2009-07-13

ArticleRead (19):GEON: Making sense of the myriad resources, researchers and concepts that comprise a geoscience cyberinfrastructure

GEON: Making sense of the myriad resources, researchers and concepts that comprise a geoscience cyberinfrastructure, By Mark Gahegan, Junyan Luo, Stephen D. Weaver, William Pike, Tawan Banchuen, in Computers & Geosciences, Vol. 35, Issue 4, 836-854, (Apr. 2009)

There are two main considerations for exploring the geoscientific meaning of e-resources: the top-down defined domain ontology and conventional metadata, and the bottom-up emergent meaning carried in how the resource are used by users (epistemology: which can be captured in workflows, in provenance meta-data and even in the interactions between people.).

The primary argument of this article is that whether ontological or epistemological, no single one of these web threads is sufficient to carry the essence of meaning. A review of ontology base on this article is made in a SWOT analysis in the figure below, where current engineering methods are considered along with those of the data integration (the Strength table).

Using a case study of a knowledge portal GEON to illustrate their main arguments, problems of accessing to e-resources are:

(1) large resource
(2) dynamic nature of catalogs
(3) varieties of search strategies of user needs
(4) meanings of resource

Suggested solutions to these difficulties include:

(1)adopting a visualize-on-demand strategy, and visualizing multiple perspectives which highlight connections or overlaps among the e-resources,
(2) classifying resources into 4 categories and 18 subcategories, and translating resource descriptions into RDF triples.

Problems (3) and (4) are tackled together by augmenting ontologies. The authors augment ontologies by adding situational knowledge initiated from:

(i) meaning resides in a nexus of interactions (Whitehead, 1929-1997), thus a knowledge nexus can support multiple strands of meaning.

(ii) semiotics that according to different subject of interest, nodes can change their semiotic role in the nexus (Sowa, 1999-2002).

In short, the authors add use-cases, provenance data, social networks and workflows, to ontology, through the use of Perspectives(global and local), as a pragmatic aspect to understand meaning and definition of e-resource. In particular, perspective filters, defined against an OWL model, facilitate examination of a subset of connections within a complex concept space in a manner that suits thematic exploration.

p.s. GEON is an open collaborative project started in 2002 funded under the NSF Information Technology Research (ITR) program . The aim is to develop CyberInfrastructure, a vision in the U.S. while e-Science is in the Europe, that the need of a comprehensive infrastructure to capitalize on dramatic advances in information technology in support of data sharing and integration.

ArticleRead (18): The Dark Side of the Semantic Web

The Dark Side of the Semantic Web, By James Hendler, in IEEE Intelligent Systems, 2007, Vol 22, No 1, 2-3 ; and his presentation.
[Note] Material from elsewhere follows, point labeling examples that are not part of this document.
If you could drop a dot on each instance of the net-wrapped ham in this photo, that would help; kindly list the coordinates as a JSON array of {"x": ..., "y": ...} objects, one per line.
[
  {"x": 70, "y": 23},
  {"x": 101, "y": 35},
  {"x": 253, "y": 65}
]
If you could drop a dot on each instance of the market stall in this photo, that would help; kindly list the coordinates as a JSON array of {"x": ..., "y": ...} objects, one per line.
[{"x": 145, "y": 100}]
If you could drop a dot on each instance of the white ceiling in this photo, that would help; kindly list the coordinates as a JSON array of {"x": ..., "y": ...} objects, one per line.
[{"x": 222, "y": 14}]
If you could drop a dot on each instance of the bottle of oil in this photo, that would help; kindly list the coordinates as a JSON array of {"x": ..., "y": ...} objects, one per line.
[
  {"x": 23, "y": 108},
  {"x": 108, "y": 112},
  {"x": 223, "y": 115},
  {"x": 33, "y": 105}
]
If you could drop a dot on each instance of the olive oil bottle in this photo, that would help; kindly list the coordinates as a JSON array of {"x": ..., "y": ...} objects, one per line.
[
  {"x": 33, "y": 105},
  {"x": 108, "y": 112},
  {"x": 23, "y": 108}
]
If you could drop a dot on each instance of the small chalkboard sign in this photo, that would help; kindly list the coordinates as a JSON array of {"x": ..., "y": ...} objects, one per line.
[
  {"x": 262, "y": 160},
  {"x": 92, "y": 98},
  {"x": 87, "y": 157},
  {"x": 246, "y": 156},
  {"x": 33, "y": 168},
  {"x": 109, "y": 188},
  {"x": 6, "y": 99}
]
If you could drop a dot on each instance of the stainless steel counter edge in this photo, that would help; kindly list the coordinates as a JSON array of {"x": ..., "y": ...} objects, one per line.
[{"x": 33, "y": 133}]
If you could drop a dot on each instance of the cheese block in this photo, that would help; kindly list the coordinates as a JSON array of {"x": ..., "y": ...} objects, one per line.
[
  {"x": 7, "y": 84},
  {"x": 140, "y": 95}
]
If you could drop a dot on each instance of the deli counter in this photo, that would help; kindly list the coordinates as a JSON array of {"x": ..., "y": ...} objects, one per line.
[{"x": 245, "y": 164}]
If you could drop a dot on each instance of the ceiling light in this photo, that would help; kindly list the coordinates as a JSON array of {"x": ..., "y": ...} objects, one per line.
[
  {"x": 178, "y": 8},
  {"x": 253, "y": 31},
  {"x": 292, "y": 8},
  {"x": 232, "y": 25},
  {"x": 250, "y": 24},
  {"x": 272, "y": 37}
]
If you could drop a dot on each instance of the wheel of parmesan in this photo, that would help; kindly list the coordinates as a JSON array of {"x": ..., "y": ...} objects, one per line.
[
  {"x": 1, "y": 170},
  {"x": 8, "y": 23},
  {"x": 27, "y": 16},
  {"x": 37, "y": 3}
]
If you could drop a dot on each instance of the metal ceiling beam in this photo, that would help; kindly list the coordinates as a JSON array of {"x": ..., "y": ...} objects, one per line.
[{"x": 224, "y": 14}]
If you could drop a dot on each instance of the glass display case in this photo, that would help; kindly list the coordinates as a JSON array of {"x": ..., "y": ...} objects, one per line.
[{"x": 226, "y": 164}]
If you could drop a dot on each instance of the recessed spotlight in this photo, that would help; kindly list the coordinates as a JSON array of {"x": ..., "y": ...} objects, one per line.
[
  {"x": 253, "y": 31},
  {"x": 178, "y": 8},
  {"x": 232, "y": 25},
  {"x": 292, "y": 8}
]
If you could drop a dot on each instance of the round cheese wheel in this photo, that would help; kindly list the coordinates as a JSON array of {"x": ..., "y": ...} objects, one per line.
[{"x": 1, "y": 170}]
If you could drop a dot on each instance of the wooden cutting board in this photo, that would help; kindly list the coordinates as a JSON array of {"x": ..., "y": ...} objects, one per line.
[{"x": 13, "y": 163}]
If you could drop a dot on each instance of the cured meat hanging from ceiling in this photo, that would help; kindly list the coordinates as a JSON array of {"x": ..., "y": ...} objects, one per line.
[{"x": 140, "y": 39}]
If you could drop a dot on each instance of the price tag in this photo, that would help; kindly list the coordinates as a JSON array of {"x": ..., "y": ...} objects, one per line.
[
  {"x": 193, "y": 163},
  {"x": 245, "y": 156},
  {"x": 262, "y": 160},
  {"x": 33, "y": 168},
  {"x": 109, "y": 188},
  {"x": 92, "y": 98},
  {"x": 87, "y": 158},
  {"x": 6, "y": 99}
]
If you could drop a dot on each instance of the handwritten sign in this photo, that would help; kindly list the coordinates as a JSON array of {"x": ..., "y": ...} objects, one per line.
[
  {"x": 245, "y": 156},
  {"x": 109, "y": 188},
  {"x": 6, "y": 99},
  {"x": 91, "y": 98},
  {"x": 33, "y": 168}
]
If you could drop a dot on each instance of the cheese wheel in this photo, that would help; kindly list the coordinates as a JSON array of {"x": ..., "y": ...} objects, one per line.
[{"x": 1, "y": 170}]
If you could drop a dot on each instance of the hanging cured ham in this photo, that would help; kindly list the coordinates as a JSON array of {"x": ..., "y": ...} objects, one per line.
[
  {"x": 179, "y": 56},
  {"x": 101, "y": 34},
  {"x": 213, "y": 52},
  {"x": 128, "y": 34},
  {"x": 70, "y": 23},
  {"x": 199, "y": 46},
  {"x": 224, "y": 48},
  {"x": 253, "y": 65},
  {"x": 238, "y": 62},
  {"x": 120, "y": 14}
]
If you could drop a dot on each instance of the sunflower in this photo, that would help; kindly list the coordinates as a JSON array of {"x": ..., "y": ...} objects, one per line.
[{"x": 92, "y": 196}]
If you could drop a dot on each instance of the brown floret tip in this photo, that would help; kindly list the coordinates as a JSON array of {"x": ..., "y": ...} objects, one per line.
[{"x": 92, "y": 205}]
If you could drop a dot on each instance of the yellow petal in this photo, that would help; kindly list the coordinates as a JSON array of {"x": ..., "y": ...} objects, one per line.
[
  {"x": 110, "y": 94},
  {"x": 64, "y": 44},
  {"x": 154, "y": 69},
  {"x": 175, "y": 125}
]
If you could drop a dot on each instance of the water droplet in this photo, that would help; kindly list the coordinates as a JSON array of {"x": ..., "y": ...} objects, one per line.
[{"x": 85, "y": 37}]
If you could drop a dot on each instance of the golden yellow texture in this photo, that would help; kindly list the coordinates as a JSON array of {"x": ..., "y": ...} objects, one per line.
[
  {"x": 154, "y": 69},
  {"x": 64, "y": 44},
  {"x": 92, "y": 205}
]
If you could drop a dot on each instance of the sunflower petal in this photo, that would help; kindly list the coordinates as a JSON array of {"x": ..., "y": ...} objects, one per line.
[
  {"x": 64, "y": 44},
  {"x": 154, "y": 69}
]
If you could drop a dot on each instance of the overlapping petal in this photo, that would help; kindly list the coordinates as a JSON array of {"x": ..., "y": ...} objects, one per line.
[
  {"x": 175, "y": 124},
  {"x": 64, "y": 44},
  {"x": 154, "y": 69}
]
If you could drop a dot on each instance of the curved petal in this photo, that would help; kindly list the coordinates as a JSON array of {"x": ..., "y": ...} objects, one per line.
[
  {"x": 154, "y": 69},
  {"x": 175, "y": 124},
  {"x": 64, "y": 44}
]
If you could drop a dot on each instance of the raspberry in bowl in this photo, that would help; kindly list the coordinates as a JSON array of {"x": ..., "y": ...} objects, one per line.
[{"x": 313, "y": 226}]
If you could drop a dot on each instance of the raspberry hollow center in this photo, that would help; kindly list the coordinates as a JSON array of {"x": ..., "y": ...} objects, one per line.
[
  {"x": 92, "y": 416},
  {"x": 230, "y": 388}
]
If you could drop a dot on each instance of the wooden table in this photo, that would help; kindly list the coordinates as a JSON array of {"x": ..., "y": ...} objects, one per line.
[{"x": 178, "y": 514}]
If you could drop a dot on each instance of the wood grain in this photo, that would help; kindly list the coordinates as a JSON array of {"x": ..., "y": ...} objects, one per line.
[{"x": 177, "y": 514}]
The short analysis on the relationship of Semantic Web and AI research fields in observable Web 2.0 is given. The "dark side" of the Semantic Web is treated from the point of AI community that they are lack of experiences on social aspects of the Web (e.g. the use of social tagging).

Hendler emphasizes that the theme of AI – “that which looks easy in the small is often much harder in the large” . On the other hand, the catch phrase in Semantic Web – “a little semantics goes a long way” is on revealing the main trend: RDF/OWL in practice.

Two benefits for building RDF triple stores include:


  1. RDF enables you to store data in a flexible schema so you can store additional types of information that you might have been unware of when you originally designed the schema.
  2. RDF helps you to create Web-like relationships between data, which is not easily done in a typical relational database.

In particular, Hendler notices that the main design principle for RDF is that having unique names for different terms has a great impact on the Web. However, the challenge goes to the question of two URIs whether they are indicating the “same” , the “different”, “different parts of the same thing”, or the others.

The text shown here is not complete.